June 10th, 2011 at 2:09 PM ^

I have been one of the loudest critics on this board of Brian's vocal displeasure every time a former player opens their mouth.  And I have ALWAYS defended Mike Hart.

HOWEVA, I must join in the "guh, Mike Hart sentiment." 

When Mike says, "Whatever happened didn't make him a better coach," he is just flat out wrong.  PLaying ineligable players gives him an advantage.  Whereas RichRod (who I am also a vocal critic of had the decency to suspent Hagerup in the OSU game - arguably the game in which he was fighting for his job - Tress played the Tat 5.  That gives him an advantage.  Not to mention to possible recruiting violations that may have contributed to his immense talent haul every year.  That gives him an an advantage and creates the PERCEPTION that he is a better coach because he wins. 

profitgoblue

June 10th, 2011 at 4:04 PM ^

Every time Mike Hart opens his mouth I die inside a little.  I wish he would keep his mouth shut.  Everyone has opinions but not everyone needs to open their yappers and express them, especially when the topic does not concern them.  I'll never understand why "public" figures feel the need to weigh in on things like this.  NO good can come of it!

 

El Jeffe

June 10th, 2011 at 4:36 PM ^

It has come to my attention from reading this thread that some of you did not observe Brian's paragraph heading, to wit:

Do not read if you are only going to make a tedious argument that shows you don't understand statistics.

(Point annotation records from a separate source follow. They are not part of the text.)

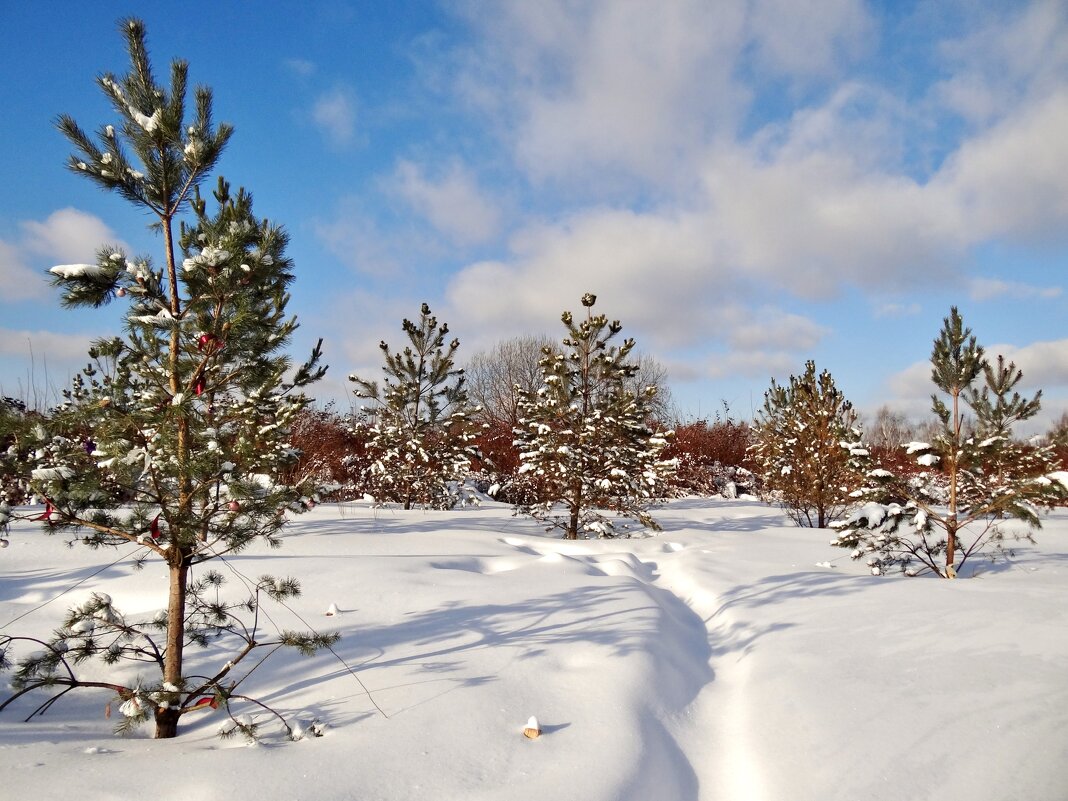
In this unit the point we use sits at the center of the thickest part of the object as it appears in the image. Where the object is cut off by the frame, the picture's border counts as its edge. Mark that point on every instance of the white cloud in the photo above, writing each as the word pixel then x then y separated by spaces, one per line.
pixel 607 84
pixel 1045 364
pixel 453 203
pixel 766 327
pixel 1022 53
pixel 58 347
pixel 68 235
pixel 891 311
pixel 988 288
pixel 334 113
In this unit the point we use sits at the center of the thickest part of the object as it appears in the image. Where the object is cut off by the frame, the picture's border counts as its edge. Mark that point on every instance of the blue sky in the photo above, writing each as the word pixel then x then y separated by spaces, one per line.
pixel 745 185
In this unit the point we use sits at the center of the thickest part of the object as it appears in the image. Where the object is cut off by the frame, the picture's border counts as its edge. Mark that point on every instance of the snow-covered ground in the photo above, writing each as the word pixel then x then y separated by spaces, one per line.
pixel 720 659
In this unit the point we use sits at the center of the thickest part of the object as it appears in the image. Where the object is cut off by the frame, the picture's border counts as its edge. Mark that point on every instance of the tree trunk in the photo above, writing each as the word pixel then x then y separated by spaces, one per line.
pixel 167 723
pixel 951 528
pixel 167 720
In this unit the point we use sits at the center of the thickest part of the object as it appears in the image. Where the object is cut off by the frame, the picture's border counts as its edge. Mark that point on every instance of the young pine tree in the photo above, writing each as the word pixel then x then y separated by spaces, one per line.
pixel 807 449
pixel 176 439
pixel 423 430
pixel 905 518
pixel 583 435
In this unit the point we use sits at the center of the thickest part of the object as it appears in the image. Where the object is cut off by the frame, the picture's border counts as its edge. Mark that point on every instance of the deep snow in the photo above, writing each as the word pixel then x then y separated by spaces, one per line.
pixel 720 659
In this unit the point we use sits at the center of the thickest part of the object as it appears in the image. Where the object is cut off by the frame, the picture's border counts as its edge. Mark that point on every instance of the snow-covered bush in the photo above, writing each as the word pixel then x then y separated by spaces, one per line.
pixel 711 458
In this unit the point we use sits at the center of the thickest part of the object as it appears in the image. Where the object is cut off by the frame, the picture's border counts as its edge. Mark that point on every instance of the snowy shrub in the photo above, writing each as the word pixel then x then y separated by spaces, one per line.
pixel 710 458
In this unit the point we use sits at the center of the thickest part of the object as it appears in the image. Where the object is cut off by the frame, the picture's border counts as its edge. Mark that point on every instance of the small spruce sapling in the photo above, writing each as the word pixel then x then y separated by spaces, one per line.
pixel 905 521
pixel 175 439
pixel 583 436
pixel 421 423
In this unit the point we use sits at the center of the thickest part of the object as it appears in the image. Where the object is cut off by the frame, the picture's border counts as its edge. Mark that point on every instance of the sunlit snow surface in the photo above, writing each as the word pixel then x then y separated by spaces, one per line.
pixel 721 659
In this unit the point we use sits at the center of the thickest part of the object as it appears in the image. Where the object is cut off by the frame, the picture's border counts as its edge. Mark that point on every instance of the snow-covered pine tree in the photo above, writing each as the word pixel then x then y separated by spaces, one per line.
pixel 907 518
pixel 175 439
pixel 421 424
pixel 807 449
pixel 584 437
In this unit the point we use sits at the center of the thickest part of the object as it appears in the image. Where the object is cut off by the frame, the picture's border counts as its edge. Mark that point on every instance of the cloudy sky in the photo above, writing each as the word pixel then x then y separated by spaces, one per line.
pixel 744 184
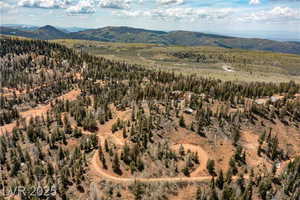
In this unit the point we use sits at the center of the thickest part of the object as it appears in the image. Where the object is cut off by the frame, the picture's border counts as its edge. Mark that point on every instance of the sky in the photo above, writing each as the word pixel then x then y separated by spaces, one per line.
pixel 273 19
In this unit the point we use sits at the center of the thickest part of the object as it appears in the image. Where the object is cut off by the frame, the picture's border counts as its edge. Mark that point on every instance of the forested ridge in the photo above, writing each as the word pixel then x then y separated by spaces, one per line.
pixel 135 120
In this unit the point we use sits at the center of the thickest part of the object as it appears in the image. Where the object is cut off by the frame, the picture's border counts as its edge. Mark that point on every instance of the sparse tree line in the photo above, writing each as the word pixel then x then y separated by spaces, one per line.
pixel 38 151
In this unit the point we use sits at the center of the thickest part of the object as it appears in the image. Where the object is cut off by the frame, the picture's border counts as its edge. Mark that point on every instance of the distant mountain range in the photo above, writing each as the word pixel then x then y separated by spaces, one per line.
pixel 136 35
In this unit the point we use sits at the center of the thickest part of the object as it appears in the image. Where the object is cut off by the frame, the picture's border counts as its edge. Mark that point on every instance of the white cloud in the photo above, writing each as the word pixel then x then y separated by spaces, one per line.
pixel 277 14
pixel 167 2
pixel 82 7
pixel 190 14
pixel 254 2
pixel 44 3
pixel 115 4
pixel 4 7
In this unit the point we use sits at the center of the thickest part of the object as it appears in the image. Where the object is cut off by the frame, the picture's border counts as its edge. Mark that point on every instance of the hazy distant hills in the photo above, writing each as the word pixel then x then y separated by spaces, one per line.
pixel 135 35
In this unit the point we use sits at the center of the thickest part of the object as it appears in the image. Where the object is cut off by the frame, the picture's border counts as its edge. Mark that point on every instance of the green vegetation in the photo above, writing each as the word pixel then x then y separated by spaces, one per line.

Please make note of it in all future correspondence.

The points are these

1.  Michigan had a lethal offense last year, by all advanced metrics that account for confounding factors that make it difficult to figure out whether an offense was truly good or not.

  • Stipulating this does not constitute criticism of Brady Hoke.
  • Stipulating this does not constitute a comprehensive argument against the firing of Rich Rodriguez, largely because

2.  Michigan had an atrocious defense last year. Their defense was as bad as their offense was good.

Now, what many people who do not understand statistics will say is "but, but, but, 7 points against OSU!!!" What they are not understanding is that 1 and 2 above are related. That is, it is difficult to score more than 7 points against OSU when your defense does not give your offense the ball back in a timely fashion. Having a good offense does not mean that you score every time; hence the more opportunities a good offense has to score, the more points it will score.

The reason FEI is a valuable statistical tool is that it, among other things, eliminates the confounding factor of #2 in assessing #1.

So, to recap:

  1. M had a really good offense last year.
  2. M had a really bad defense last year.
  3. With a better defense, the offense would have put up more points.
  4. But the defense was really bad, so the really good offense didn't do this.
  5. The combination of really good offense and really bad defense led to a very nearly .500 team, which is sort of what you'd expect, no?